5.18.2015

Preparation For The Next Life, Lish - B

                                               This novel has received rave reviews and wound up on my list because it is set in a community that I once lived and worked in - Flushing, NY.  Northern Queens and the end of the #7 Line were never anything special, but forty years ago it certainly was middle-class.  Today it is dominated by various Asian immigrant groups and is known as Flu-Shing.  I have walked through it, but never sensed the desperation of life that is set forth here. Everyone is hustling everyone else with an almost incomprehensible ruthlessness. It is life lived in primal fear and total poverty. It is a zero-sum game that almost feels like life on the savannah. A woman from Uighur in the US illegally falls in love with an American who has just done three tours in Iraq. She is totally broke and is trying as hard as possible to get ahead of the financial curve by working for less than the minimum wage in food joints/restaurants/markets etc. He is so spaced out-on 5 different prescription meds for his war wounds, depression, nightmares and schizophrenia that he seldom knows what day it is. They inquire at the City Clerk's Office on the procedure to marry. Hope for them recedes when the son of the nightmarish Irish couple he rents the cellar from for $400 per month returns from ten years in jail. Jimmy is a miserable angry shite and you know something bad is going to happen. It does. But, Zou Lei is as tough as nails and embodies every single character trait for which we honor and praise immigrants as such an important part of our history.
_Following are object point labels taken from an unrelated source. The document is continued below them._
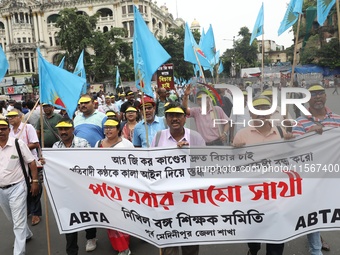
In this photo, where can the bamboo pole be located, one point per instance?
(45, 194)
(262, 62)
(295, 49)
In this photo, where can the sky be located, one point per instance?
(228, 16)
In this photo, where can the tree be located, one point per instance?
(309, 52)
(329, 54)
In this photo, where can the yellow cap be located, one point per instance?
(175, 110)
(12, 113)
(200, 95)
(3, 122)
(110, 114)
(316, 88)
(131, 109)
(84, 100)
(64, 124)
(111, 123)
(261, 101)
(267, 92)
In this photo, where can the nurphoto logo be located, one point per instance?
(238, 104)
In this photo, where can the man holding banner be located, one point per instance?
(69, 140)
(177, 135)
(321, 117)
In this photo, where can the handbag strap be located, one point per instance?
(22, 162)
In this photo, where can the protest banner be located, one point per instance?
(205, 195)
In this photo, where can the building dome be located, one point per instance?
(195, 25)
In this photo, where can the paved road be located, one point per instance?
(38, 245)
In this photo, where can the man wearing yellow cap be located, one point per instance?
(13, 188)
(27, 133)
(131, 101)
(69, 140)
(213, 134)
(261, 131)
(108, 105)
(88, 124)
(176, 135)
(277, 114)
(142, 136)
(321, 117)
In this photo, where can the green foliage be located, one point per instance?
(329, 54)
(245, 54)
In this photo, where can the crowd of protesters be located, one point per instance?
(106, 120)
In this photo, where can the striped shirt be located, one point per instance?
(305, 123)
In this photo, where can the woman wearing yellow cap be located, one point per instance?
(119, 241)
(132, 118)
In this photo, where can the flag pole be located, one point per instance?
(44, 190)
(199, 65)
(295, 49)
(262, 62)
(143, 107)
(338, 17)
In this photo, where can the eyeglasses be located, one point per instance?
(85, 102)
(317, 93)
(110, 127)
(172, 115)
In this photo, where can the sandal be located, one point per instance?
(35, 220)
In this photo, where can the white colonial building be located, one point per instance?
(28, 24)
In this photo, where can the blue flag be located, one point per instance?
(117, 78)
(258, 27)
(148, 54)
(80, 70)
(58, 87)
(3, 64)
(62, 63)
(192, 52)
(291, 15)
(323, 8)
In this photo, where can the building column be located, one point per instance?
(9, 30)
(40, 25)
(30, 63)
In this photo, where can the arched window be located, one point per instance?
(53, 18)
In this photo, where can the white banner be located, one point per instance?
(169, 196)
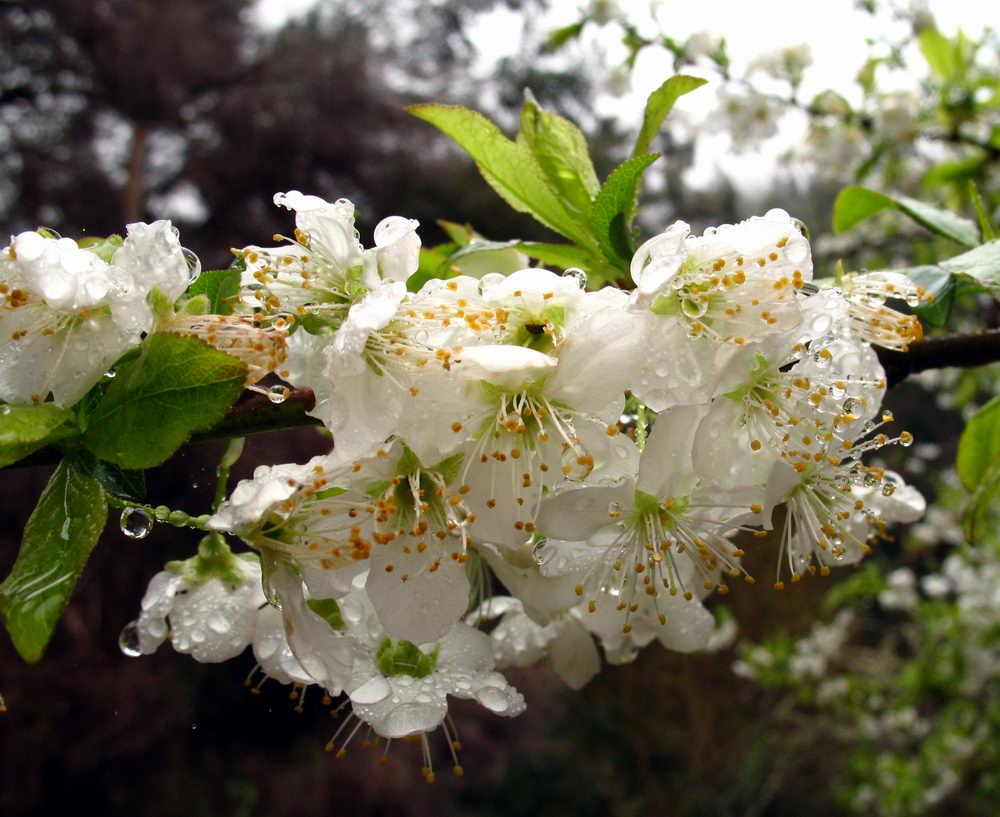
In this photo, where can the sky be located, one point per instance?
(835, 30)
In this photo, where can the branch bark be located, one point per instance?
(256, 414)
(963, 351)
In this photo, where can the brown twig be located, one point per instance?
(256, 414)
(964, 351)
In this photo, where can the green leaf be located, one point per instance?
(938, 52)
(855, 204)
(985, 227)
(59, 536)
(939, 283)
(561, 152)
(26, 428)
(220, 286)
(982, 265)
(611, 218)
(177, 386)
(509, 168)
(659, 104)
(129, 485)
(982, 502)
(979, 445)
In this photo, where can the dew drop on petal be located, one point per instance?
(278, 394)
(128, 641)
(136, 523)
(194, 265)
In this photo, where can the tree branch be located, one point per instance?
(964, 351)
(256, 414)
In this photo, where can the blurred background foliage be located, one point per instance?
(119, 110)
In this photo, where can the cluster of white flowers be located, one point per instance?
(607, 456)
(68, 313)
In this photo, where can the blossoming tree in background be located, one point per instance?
(540, 451)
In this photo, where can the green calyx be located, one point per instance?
(214, 561)
(646, 504)
(329, 611)
(394, 658)
(409, 473)
(757, 383)
(103, 248)
(532, 334)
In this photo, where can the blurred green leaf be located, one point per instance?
(982, 503)
(939, 53)
(982, 265)
(561, 152)
(59, 536)
(658, 105)
(26, 428)
(460, 234)
(509, 168)
(177, 386)
(979, 445)
(855, 204)
(985, 227)
(611, 219)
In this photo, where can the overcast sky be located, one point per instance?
(835, 30)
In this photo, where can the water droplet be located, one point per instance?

I, for one, hope that all of those who are as different from us as our ancestors were from mainstream America a century and a half ago continue to come here, work their fannies off and make it in America.  Queens County is the most ethnically and linguistically diverse place in the world. This street-level view of poverty and - I hate to repeat the word - utter desperation is an eye-opener.  It's not for all, but is for those with an affection for NY, the knowledge that our ancestors were once in this boat, and a sympathy for those on the bottom.